Zusammenwachsen – Landschaf(f)tstadt

Prof. Dr. Silvia Malcovati und Bernd Albers im Gespräch mit Marcus Nitschke

Wettbewerbsbeitrag Zusammenwachsen – Landschaf(f)tstadt © Bernd Albers/Silvia Malcovati

Marcus Nitschke
Ihr Beitrag zum Wettbewerb 2070 beschäftigt sich in Brandenburg mit den Städten Bernau und Schwedt. Wie sind Sie auf diese beiden Orte gekommen?

Silvia Malcovati
Wir sind ohne eine genaue Idee gestartet. Zunächst haben wir angefangen Orte zu untersuchen, die wir schon unter anderen Bedingungen betrachtet hatten, wie Potsdam oder Brandenburg an der Havel. Ziemlich schnell haben wir jedoch bemerkt, wie reich und vielfältig Brandenburg ist. Wir haben uns dann entschieden die Radialen zu erforschen, die für unsere Entwurfsidee eine große Bedeutung hatten, vor allem die Radiale in Richtung Nord-Osten. Ein guter Hinweis kam von den Mobilitätsexperten, die uns darauf aufmerksam gemacht haben, wie wichtig momentan die Beziehungen zwischen Berlin-Brandenburg und Polen für Deutschland sind. Das hat unsere Neugierde geweckt! Anschließend haben wir Informationen gesammelt sind durch Brandenburg in diese Richtung gefahren und haben uns mehrere Städte angesehen.

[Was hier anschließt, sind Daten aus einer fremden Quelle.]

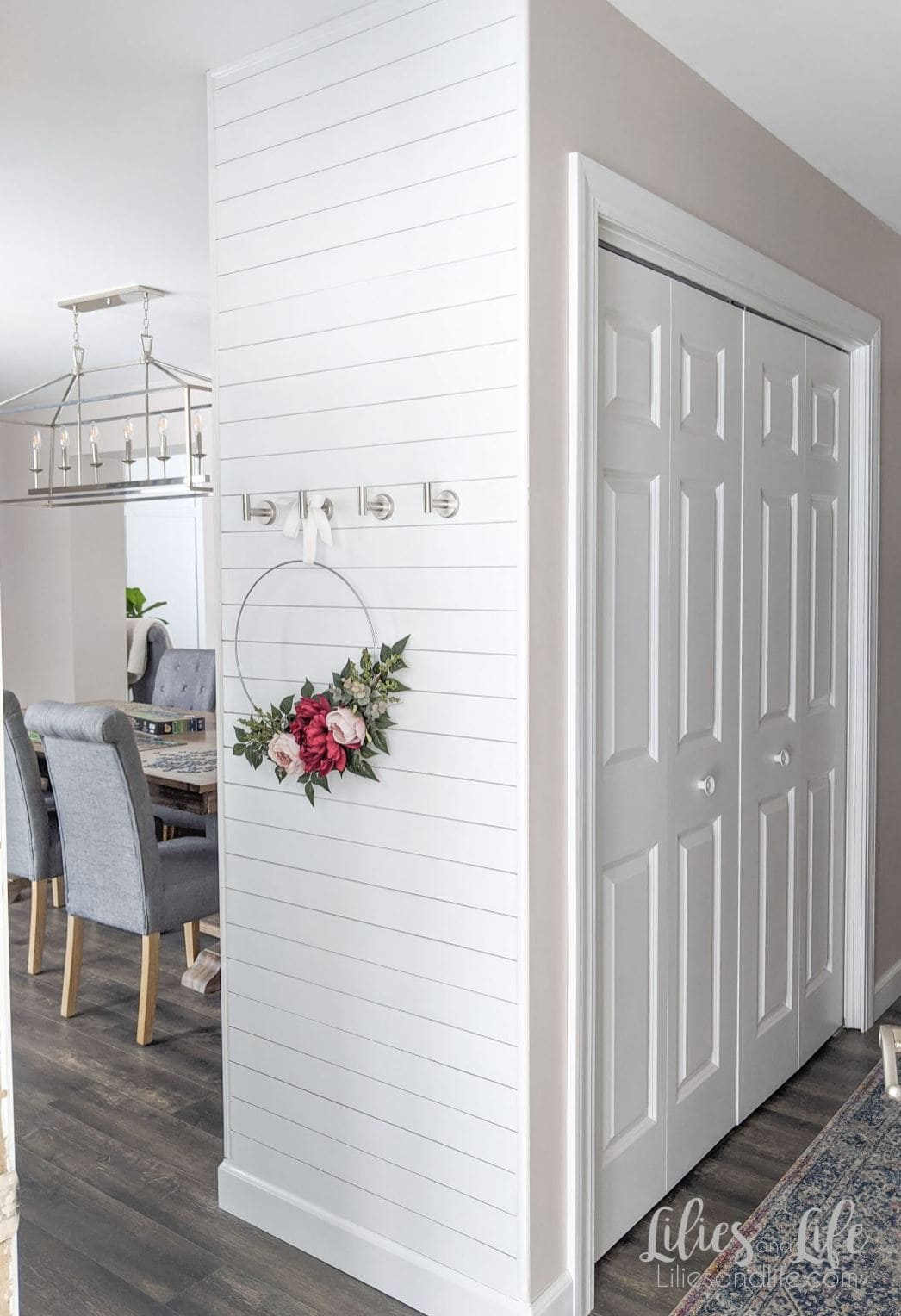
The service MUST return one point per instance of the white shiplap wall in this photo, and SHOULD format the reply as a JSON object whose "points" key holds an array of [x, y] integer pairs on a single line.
{"points": [[369, 187]]}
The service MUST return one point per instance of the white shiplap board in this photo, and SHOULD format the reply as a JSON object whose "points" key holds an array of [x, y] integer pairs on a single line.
{"points": [[367, 195]]}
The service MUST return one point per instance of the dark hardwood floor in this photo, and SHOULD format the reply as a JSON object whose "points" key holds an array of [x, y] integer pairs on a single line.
{"points": [[741, 1170], [119, 1146]]}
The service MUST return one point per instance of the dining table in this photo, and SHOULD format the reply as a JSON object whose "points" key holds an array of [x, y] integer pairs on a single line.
{"points": [[182, 773]]}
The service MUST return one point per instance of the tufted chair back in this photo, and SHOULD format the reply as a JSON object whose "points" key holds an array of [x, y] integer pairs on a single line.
{"points": [[28, 824], [105, 819], [186, 678]]}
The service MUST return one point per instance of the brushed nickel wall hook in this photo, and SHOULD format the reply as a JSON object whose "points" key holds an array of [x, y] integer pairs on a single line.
{"points": [[327, 506], [381, 506], [444, 501], [262, 511]]}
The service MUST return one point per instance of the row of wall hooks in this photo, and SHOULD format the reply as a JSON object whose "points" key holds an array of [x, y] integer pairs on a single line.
{"points": [[379, 504]]}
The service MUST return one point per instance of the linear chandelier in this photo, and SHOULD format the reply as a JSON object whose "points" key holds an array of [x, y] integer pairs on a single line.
{"points": [[154, 415]]}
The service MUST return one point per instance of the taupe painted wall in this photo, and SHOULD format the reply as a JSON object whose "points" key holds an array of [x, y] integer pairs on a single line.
{"points": [[600, 86]]}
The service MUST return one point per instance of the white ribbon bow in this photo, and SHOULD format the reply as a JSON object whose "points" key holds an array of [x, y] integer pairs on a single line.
{"points": [[314, 524]]}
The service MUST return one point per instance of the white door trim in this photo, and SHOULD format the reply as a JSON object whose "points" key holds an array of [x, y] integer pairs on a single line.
{"points": [[606, 206]]}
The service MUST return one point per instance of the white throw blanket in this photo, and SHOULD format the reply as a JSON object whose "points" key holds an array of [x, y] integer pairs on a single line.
{"points": [[136, 637]]}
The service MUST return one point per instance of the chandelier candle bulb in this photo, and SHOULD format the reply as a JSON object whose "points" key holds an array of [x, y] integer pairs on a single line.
{"points": [[65, 466], [197, 438], [95, 454], [127, 431]]}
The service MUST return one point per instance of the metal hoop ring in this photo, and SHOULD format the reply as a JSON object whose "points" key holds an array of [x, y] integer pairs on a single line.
{"points": [[292, 562]]}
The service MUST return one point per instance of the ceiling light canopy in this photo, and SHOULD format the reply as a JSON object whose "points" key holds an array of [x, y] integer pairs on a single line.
{"points": [[144, 416]]}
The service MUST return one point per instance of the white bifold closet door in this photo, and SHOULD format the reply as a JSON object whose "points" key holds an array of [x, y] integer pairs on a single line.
{"points": [[793, 703], [670, 415]]}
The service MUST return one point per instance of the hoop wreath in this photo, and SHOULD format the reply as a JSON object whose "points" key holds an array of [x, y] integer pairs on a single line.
{"points": [[339, 729]]}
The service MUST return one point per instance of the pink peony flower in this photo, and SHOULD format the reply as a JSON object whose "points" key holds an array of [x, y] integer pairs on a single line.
{"points": [[284, 753], [346, 727]]}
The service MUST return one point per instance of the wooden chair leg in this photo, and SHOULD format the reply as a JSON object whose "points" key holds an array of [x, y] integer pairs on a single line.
{"points": [[39, 927], [72, 972], [149, 982], [191, 941]]}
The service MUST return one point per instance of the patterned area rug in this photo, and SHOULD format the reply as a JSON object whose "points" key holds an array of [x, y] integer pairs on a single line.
{"points": [[828, 1238]]}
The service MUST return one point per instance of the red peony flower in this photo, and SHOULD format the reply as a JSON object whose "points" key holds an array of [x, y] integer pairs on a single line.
{"points": [[319, 749]]}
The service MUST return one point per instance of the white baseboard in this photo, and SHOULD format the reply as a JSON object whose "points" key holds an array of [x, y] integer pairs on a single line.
{"points": [[421, 1283], [888, 989], [556, 1300]]}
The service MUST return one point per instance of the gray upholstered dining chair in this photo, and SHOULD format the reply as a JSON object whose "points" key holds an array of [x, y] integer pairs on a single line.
{"points": [[186, 678], [32, 830], [116, 872], [158, 642]]}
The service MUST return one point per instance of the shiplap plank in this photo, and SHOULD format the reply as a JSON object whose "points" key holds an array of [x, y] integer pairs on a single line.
{"points": [[489, 976], [494, 92], [461, 588], [444, 462], [467, 1133], [397, 1184], [397, 84], [482, 189], [342, 57], [483, 324], [481, 1096], [451, 630], [389, 172], [422, 794], [374, 1213], [376, 984], [436, 374], [382, 907], [399, 1146], [422, 1037], [463, 674], [479, 887], [374, 301], [478, 716], [487, 418], [447, 241], [381, 545]]}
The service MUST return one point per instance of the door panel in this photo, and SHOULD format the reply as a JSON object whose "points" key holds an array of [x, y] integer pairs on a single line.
{"points": [[628, 906], [774, 647], [631, 588], [704, 661], [825, 712], [633, 408], [776, 912]]}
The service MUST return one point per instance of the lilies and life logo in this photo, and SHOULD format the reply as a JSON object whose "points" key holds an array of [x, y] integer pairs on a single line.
{"points": [[820, 1251]]}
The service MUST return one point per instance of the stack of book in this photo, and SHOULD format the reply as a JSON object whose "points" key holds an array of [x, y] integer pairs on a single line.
{"points": [[165, 722]]}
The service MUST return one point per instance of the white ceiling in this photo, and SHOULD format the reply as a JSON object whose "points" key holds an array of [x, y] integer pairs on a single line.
{"points": [[103, 158], [103, 147], [821, 75]]}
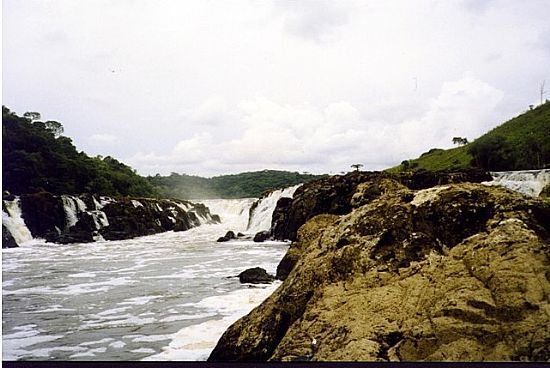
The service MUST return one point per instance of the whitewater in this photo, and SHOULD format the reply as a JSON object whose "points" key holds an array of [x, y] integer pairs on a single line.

In Schwedt haben wir uns mit der Direktorin des Stadtmuseums getroffen. Das Museum verfügt über eine recht breit gefächerte Dokumentation der Stadtgeschichte und die Begeisterung der Wissenschaftler dort für die Entdeckung und Vermittlung der eigenen Stadtgeschichte ist groß. So fiel die Entscheidung, Schwedt für den Wettbewerb als exemplarischen Ort in Erwägung zu ziehen, um Berlin-Brandenburg auch mal von einer entfernteren brandenburgischen Perspektive zu betrachten. Bernau hingegen ist eine der Städte, die sich auf der gleichen Nord-Ost-Radiale befinden und in weniger als einer Stunde aus dem Zentrum Berlins zu erreichen ist. Zugleich ist es eine Stadt, die vor allem seit der Wiedervereinigung eine große Selbstständigkeit entwickelt hat und diese auch unabhängig von der Nähe zu Berlin weiterentwickelt.

Marcus Nitschke
Ein interessanter Gedanke, diese Beziehung auch einmal aus der brandenburgischen Sicht zu sehen!

Bernd Albers
Unsere gewählten Standort an der exemplarischen Nord-Ost-Orientierung haben auch viel mit Berlin und mit bestimmten historischen Fragestellungen zu tun, die aus kaiserzeitlichen Planungen resultieren, später dann aus der Weimarer Republik stammen und schließlich auch mit Nazi-Planungen verbunden sind. Dazu gibt es die komplexen Fragen des DDR-Städtebaus, zum einen der moderne Städtebau in der Frühphase, also in der stalinistischen Phase der 1950-er Jahre und zum anderen ab den 1960-er Jahren. Das sind alles spezifische Realitäten, die die gesamte Region Berlin-Brandenburg stark geprägt haben. All diese Hintergründe verbinden dann letztlich auch die drei ausgewählten Gebiete: Berlin-Südkreuz, Bernau und Schwedt.
In Berlin-Tempelhof am Südkreuz finden wir Siedlungen auf dem ehemaligen kaiserlichen Kasernengelände und damit die Folgen des Wettbewerbs Gross-Berlin von 1910, ebenso wie den monumentalen Nazi-Flughafen. In Bernau gibt es Plattenbauten auf Grundlage des mittelalterlichen Stadtgrundrisses, die ab 1975 entstanden, nachdem die Altstadt teilweise abgerissen wurde.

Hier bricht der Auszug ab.